She was sitting up now, staring toward the television screen where she watched One Tree Hill for the tenth time.
“Hey.” I kissed her forehead, and she blinked. I’d gotten used to that being the only response I’d get. “How about we do some reading? You usually like that.”
I pulled out the new copy of The Odyssey I’d just ordered. It had shown up on the syllabus for Sam’s fall class, and I could use a brush-up on my Greek poetry. It was the hardest to read for me, and the best practice.
I made it through the first page without issue, watching Grace to see if she’d react, or even acknowledge that I was still there with her. I flipped the page and started again, but paused when my brain didn’t want to cooperate.

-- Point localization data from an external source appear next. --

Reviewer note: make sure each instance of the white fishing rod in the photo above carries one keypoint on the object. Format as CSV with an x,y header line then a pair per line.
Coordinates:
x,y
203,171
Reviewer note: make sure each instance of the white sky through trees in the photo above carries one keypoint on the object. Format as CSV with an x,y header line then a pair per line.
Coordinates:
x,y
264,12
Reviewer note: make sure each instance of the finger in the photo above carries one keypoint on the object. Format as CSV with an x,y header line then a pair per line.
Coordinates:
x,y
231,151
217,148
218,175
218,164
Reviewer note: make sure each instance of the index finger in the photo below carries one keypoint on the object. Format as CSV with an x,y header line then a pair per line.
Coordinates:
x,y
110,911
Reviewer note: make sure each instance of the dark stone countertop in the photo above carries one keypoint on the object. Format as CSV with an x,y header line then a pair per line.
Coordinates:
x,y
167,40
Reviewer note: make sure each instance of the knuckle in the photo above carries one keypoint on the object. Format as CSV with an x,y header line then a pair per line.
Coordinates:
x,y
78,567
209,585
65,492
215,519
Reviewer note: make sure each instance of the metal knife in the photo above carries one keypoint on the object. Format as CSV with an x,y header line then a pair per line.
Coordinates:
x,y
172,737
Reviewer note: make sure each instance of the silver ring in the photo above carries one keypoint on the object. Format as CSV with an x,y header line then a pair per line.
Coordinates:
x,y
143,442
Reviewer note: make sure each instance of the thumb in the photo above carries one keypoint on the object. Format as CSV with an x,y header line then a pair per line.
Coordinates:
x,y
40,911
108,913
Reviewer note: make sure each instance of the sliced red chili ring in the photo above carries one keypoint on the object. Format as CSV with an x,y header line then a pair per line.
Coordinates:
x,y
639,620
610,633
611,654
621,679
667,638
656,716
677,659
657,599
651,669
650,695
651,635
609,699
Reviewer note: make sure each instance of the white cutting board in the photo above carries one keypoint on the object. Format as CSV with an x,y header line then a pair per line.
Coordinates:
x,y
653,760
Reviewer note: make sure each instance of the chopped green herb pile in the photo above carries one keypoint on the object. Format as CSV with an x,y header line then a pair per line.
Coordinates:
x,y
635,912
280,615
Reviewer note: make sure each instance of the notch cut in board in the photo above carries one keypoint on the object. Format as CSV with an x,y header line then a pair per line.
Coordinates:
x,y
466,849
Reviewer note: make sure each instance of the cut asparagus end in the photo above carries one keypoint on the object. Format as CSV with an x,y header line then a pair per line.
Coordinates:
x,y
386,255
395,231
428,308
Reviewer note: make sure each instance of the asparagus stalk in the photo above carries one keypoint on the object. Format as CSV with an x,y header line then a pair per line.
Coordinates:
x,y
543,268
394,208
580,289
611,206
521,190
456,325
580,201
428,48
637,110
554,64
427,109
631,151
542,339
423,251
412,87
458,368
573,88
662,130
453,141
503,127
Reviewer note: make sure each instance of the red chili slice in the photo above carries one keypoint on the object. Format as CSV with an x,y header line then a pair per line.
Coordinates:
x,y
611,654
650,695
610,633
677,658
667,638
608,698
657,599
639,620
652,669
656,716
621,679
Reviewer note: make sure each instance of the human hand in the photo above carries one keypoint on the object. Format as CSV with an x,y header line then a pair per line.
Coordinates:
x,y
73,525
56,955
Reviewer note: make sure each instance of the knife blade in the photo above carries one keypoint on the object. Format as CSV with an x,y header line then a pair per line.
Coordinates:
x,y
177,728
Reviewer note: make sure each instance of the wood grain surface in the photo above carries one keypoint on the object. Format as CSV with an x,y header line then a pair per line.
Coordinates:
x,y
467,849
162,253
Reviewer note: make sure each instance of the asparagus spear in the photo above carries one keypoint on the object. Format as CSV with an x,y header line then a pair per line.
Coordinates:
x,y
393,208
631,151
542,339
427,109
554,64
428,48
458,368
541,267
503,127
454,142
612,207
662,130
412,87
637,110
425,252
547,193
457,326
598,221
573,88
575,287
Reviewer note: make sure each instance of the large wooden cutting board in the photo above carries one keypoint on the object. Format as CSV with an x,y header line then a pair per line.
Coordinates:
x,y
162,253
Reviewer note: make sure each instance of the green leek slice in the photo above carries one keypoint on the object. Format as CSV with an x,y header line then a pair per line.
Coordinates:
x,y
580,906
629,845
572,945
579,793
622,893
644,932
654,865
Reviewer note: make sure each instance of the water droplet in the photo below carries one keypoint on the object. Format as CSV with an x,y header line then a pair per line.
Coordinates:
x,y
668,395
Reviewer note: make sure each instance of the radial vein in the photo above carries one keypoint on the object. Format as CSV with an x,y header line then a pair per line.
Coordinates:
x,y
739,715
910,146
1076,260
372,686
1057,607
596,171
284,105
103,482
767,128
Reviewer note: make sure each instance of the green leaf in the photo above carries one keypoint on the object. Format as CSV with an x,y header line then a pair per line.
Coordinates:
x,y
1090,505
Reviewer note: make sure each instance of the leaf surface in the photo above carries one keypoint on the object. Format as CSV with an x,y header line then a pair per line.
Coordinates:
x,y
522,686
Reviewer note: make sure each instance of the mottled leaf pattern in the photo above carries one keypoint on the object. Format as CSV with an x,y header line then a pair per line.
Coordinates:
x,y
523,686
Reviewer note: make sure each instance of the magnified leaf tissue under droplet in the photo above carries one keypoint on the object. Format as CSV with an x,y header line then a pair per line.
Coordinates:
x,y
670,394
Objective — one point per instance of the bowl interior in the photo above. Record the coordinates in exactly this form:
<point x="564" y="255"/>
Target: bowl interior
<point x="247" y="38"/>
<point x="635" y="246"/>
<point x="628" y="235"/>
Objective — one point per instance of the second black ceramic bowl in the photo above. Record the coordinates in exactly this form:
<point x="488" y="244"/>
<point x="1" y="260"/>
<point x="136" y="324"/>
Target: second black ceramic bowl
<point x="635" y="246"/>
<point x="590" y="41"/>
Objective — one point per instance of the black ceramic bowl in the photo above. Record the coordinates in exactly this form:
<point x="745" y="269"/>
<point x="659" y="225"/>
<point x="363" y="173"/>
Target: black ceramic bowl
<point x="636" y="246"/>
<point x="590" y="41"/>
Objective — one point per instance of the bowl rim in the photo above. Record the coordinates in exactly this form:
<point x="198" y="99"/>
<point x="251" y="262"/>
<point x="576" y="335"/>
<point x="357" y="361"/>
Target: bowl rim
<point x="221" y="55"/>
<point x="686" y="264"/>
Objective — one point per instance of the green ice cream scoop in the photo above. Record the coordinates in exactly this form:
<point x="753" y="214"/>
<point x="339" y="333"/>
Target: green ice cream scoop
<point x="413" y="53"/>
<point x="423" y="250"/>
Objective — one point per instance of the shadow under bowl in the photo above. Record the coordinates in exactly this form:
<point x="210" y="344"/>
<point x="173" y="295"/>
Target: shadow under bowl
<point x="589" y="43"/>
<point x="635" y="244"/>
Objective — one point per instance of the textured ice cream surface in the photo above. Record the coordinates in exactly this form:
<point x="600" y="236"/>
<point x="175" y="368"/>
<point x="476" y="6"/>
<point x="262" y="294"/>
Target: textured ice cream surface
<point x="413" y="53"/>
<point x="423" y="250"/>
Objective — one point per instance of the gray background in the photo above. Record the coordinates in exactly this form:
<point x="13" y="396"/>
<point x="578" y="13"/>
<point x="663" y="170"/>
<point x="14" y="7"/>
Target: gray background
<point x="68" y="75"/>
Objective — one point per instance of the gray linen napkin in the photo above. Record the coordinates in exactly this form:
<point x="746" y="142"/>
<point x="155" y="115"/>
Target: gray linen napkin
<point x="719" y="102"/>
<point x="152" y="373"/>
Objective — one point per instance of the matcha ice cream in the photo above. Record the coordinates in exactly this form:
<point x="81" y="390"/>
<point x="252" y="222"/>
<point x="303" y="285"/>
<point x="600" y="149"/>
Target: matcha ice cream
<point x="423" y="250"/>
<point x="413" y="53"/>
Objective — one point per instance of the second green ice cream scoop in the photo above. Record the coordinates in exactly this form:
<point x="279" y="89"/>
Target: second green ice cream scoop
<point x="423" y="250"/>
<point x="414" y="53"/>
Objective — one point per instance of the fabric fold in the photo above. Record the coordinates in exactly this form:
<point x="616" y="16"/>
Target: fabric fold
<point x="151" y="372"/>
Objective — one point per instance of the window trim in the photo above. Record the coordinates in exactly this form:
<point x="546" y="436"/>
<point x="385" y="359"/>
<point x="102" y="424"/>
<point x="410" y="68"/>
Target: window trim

“You’d think this would get easier after all these years, right?” I asked Grace. “But here we are. I’m still reading to you like we’re seven, and you’re still listening to me without judgment.” Except she didn’t climb into my lap anymore.
I got back to the pages and began to read aloud.
“‘Oh for shame, how the mortals put the blame on us gods, for they say evils come from us, but it is they, rather, who by their own recklessness win sorrow beyond what is given…’” My voice trailed off.
It was my recklessness that brought us here.
“God, I’m so sorry, baby.” I closed the book and laid my cheek against the back of her warm hand, wishing the other would come over to run her fingers through my hair like she used to. Wishing she’d offer the advice only a best friend could. “I’m sorry for everything that’s brought us here and for what I have to tell you now.”
I sat up and took the empty place on her bed, so I could look into her eyes, even if she wouldn’t look back at me. “I know you can hear me, and I wish… God, I wish so many things. But I would kill for you to speak to me, Grace.”
Her skin was soft beneath my fingers as I picked up her hand and placed it against my heart. “I’ve met someone, Gracie, and I don’t know what it means. I don’t. She’s not you,” I whispered, and then laughed softly. “She’s hard where you’re soft, and she’s stubborn where you’re so peaceful. She’s all fire, and sass, and a touch of insanity, I’m pretty sure. But she does something to me, makes me see the world again. She’s so hurt, and she’s struggling to repair this wreck she’s made of her life, and I think I can help her.
“I crossed a line with her that I’m not sure I should have, and I kissed her. I’m so sorry. But I don’t know where the line is anymore. It’s so blurred when it comes to her, and you, and everything that was between us…is between us? I don’t know anymore. I don’t know anything except what I feel when I’m around her. And she…she makes me feel alive in a way I haven’t been since I lost you. She makes me feel like I’m flying my helicopter. Free. Like I’m standing on the edge of something I can barely control, and it could be the most amazing ride of my life, or I could burn one into the ground.”
I squeezed her hand as my voice broke. “God, Grace. Tell me what to do. You’ve been my best friend since we could walk, the only woman I thought I’d ever keep around for the rest of my life, so tell me what to do, and I’ll do it.”
I searched the big brown eyes I’d grown up loving—the ones that had cried when she’d skinned her knee riding my first bike, or gone hazy with passion when we’d lost our virginities our junior year. Now they stared through me, like she couldn’t bear to hear what I was saying.
I waited for words that never came. She wasn’t going to absolve me of this sin any more than she was going to scream at me for betraying her. I would get the same silent treatment I always did, no matter how many days I stayed at her bedside. The same silent treatment I deserved.
“Hey, you ready?” Mia asked as she knocked gently on the door.